Meccanismi di sincronizzazione

  • I dispositivi di I/O operano in maniera asincrona rispetto al processore e operano a velocità molto diverse da quella del processore
  • E’ necessario pertanto gestire la sincronizzazione tra processore e dispositivo
  • Principali meccanismi di sincronizzazione:
    • A controllo di programma
    • Interrupt
    • Accesso diretto alla memoria (DMA)

Meccanismi di sincronizzazione

A controllo di programma

  • Il processore controlla ripetutamente un flag di stato per gestire la sincronizzazione eseguendo un programma ogni volta che accede ad una periferica

Interrupt

  • Il dispositivo invia al processore un segnale hardware (interrupt) per segnalare d’essere pronto ad un trasferimento dati.
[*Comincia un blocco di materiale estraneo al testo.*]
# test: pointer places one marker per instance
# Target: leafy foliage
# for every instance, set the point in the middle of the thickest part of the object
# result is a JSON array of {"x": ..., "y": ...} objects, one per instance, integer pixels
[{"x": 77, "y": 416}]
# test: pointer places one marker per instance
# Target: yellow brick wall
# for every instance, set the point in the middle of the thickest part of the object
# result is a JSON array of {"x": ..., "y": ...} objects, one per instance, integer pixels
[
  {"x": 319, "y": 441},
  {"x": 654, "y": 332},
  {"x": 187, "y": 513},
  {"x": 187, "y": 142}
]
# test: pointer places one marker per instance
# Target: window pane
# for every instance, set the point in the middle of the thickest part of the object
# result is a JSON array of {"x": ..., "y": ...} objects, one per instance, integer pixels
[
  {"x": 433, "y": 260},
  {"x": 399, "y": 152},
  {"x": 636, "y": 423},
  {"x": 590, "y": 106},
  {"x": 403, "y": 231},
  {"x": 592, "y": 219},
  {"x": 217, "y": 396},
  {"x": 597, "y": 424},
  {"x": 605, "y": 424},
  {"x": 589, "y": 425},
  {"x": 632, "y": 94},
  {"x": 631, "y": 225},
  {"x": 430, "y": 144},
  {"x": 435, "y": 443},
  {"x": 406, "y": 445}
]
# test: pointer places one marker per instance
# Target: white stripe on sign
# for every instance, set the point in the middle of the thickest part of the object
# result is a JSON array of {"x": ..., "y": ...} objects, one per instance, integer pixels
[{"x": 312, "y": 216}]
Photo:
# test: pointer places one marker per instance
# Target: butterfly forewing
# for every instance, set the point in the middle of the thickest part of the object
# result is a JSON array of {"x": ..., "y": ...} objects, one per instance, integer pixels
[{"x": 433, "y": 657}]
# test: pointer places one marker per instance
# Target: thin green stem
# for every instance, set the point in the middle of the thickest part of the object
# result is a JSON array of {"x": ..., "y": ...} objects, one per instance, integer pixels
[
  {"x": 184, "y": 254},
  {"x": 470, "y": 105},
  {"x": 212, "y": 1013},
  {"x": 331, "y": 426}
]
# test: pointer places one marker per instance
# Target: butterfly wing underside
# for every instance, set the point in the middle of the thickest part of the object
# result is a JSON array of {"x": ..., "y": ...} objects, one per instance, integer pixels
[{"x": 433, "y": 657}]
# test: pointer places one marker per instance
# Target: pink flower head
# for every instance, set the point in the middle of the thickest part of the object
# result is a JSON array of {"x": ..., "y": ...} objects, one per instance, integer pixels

In questo modo il processore non deve necessariamente entrare in un ciclo di attesa nel quale ripetutamente controlla lo stato del dispositivo ed è “libero” di eseguire altri compiti

Accesso diretto alla memoria

  • Tecnica utilizzata per dispositivi ad alta velocità, i dati vengono trasferiti direttamente da e verso la memoria, senza coinvolgere il processore, introducendo un controller hardware (es. hard disk)

Prossima lezione

Linguaggi e programma

  • Linguaggi di programmazione
  • Sintassi, Lessico e Semantica
  • Ciclo di vita di un programma (scritto in un linguaggio ad alto livello)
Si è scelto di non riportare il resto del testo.